À part ça, le miracle économique [[47078]] (la conjoncture va bien !) cachait une crise charbonnière, qui va mettre des milliers et des milliers de gens au chômage et chez les interlocuteurs de la chanson, pas un mot des mineurs, ni des régions sinistrées par l’effondrement charbonnier. En fait, la chanson chansonne les spéculateurs, ceux qui boursicotent en petit ou en grand, ceux qui tirent profit ou espèrent en tirer des hauts et des bas réels ou imaginaires de l’économie et plus particulièrement, de la bourse, du jeu sur les actions ou sur les valeurs ; en somme, une sorte de grand casino ; en plus vrai, en plus professionnel sans doute à leurs yeux de parasites, qui en font un métier. Quant à la petite secrétaire et à son ami, ils ne sont là que comme figurants dans la pièce ; ce sont des marionnettes.

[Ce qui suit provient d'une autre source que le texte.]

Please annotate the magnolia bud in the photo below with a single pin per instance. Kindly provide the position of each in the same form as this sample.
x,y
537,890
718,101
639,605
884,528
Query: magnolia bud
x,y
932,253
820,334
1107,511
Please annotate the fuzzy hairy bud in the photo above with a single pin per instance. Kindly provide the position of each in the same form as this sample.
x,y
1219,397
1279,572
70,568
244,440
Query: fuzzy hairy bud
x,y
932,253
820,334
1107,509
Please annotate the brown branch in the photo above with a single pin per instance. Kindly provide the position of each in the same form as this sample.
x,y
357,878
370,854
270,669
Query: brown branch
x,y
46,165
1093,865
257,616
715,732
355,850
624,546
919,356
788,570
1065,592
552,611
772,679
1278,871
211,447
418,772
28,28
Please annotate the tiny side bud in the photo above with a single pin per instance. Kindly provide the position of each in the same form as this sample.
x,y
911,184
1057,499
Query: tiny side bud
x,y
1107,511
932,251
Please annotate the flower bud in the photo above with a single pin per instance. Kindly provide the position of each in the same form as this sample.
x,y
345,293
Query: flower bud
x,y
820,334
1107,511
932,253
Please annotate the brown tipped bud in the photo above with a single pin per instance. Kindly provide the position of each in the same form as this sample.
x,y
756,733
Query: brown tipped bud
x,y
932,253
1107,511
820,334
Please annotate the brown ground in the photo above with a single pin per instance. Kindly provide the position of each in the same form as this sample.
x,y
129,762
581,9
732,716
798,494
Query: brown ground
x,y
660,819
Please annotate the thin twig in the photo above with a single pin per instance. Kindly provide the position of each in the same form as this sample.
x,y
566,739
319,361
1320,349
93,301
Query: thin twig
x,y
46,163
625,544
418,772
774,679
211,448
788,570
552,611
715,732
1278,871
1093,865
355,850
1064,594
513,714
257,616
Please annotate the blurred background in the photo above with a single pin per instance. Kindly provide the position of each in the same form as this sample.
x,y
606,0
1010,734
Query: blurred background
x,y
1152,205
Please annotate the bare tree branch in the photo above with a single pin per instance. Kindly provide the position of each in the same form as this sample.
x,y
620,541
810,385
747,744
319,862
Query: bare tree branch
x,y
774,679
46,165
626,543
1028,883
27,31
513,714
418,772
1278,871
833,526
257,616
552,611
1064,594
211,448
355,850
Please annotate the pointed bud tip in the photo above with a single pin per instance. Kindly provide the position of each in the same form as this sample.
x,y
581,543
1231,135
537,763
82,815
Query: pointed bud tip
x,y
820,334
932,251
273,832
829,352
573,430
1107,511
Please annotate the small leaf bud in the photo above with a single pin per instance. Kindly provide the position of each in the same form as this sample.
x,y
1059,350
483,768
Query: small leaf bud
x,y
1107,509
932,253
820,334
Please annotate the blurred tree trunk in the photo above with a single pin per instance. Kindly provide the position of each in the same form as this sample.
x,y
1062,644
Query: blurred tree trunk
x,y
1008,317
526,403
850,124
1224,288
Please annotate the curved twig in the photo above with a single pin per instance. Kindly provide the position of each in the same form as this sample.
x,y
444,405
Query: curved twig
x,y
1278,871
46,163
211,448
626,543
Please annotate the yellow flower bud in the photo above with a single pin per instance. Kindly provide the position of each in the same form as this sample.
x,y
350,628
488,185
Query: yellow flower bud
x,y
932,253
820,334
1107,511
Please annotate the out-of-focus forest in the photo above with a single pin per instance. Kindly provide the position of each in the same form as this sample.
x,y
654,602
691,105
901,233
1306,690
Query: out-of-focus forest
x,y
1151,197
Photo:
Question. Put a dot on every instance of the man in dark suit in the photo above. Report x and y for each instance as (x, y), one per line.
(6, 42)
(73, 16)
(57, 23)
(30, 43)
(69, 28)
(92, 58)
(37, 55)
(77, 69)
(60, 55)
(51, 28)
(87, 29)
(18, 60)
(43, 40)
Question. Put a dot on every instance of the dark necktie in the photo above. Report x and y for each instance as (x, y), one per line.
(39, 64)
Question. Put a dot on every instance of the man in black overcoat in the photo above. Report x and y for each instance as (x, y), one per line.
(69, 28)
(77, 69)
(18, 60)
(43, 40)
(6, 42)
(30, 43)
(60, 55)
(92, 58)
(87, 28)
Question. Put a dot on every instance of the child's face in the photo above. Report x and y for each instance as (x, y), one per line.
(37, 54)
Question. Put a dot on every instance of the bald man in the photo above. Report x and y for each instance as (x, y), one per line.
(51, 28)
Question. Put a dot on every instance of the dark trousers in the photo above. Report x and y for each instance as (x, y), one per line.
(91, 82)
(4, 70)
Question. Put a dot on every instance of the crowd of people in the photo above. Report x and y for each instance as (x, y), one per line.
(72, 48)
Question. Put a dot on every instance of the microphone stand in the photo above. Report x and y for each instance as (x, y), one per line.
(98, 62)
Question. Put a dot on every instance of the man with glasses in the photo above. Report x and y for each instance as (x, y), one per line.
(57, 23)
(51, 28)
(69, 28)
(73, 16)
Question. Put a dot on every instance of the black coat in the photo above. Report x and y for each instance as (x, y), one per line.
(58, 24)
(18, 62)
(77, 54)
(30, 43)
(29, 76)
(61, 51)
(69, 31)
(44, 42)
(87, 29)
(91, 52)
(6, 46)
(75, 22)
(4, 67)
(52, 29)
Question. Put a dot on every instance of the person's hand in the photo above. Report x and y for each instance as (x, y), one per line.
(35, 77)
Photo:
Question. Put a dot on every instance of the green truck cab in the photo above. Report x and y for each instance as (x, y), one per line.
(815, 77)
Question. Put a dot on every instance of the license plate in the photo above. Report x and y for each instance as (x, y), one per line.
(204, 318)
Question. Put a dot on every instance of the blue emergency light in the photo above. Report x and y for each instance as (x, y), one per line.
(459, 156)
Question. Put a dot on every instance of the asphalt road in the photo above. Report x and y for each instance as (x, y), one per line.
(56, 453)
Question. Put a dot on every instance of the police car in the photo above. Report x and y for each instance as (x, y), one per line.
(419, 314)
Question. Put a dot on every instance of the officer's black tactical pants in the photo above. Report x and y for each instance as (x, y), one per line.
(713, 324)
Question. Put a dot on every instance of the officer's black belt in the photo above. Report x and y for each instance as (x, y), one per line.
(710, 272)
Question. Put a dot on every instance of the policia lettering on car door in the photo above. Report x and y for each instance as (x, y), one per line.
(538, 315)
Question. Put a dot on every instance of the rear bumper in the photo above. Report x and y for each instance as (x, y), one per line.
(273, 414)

En somme, un épisode de la Guerre de Cent Mille Ans [[7951]] que les riches font aux pauvres afin de prospérer, de tirer des profits, de maintenir leur domination, dit Lucien l’âne en guise de conclusion. Il ne nous reste qu’à reprendre notre tâche et tisser, tisser encore le linceul de ce vieux monde spéculateur, parasite, exploiteur, dominateur et cacochyme.

Heureusement !

Ainsi Parlaient Marco Valdo M.I. et Lucien Lane



Suivez, suivez
Suivez, suivez
Suivez la conjoncture !
Suivez cette aventure,
Prenez votre part, n’ayez aucun regret
Et ne soyez pas en retard au grand banquet !


Suivez la conjoncture,
Suivez-la, suivez !
Suivez la dans cette aventure,
Suivez-la, suivez !
Voyez, là-bas, les autres déjà s’empiffrent
Au grand banquet, prenez de la crème à volonté

On est ce qu’on est, pas par sa valeur propre
On reçoit gratuitement, si on roule en limousine
Et on fait ce qu’on fait par habitude
Car on n’aime que soi-même.


Suivez la conjoncture,
Suivez-la, suivez !
Suivez la dans cette aventure,
Suivez-la, suivez !
Allez chercher votre charbon vous-même
Krupp von Bohlen sur le grand marché du monde !


Oh jo to ho jo to hoo
C’est la vie, oui !
Oh jo oh jo to ho jo to hoo
Et je vois oui
Oh jo oh jo to ho jo to hoo
Mon grand tournant aujourd’hui !
Pinke Pinke Pinke Pinke Pinke Pinke Pinke Pinke


Oh jo to ho jo to hoo
C’est le bon moment !
Oh jo oh jo to ho jo to hoo
Et je jure maintenant
Oh jo oh jo to ho jo to hoo
Sur les nouveaux bons temps.
Pinke Pinke Pinke Pinke Pinke Pinke Pinke Pinke



Suivez la conjoncture,
Suivez-la, suivez !
Suivez la dans cette aventure,
Suivez-la, suivez !
Prenez votre part et plumez les autres,
Sinon eux vous décapiteront de toute manière.

Suivez la conjoncture,
Suivez-la, suivez !
Tournez à cette heure,
Tournez, tournez !
Courez,
Courez, s’il le faut, battez-vous
Et puis, vendez avec le profit de la conjoncture !


Mon ami a une amie
Qui, dans une banque, est par chance
La Secrétaire en chef du patron.
Il a soupé avec elle et lui a donné en confidence
Des tuyaux pour les actions.

Suivez la conjoncture,
Suivez-la, suivez !
Suivez la dans cette aventure,
Suivez-la, suivez !
L’argent est dans ce monde le seul ciment qui tient,
Quand on en a assez.
L’argent est dans ce monde le seul ciment qui tient,
Quand on en a assez,
Quand on en a assez, quand on en a assez.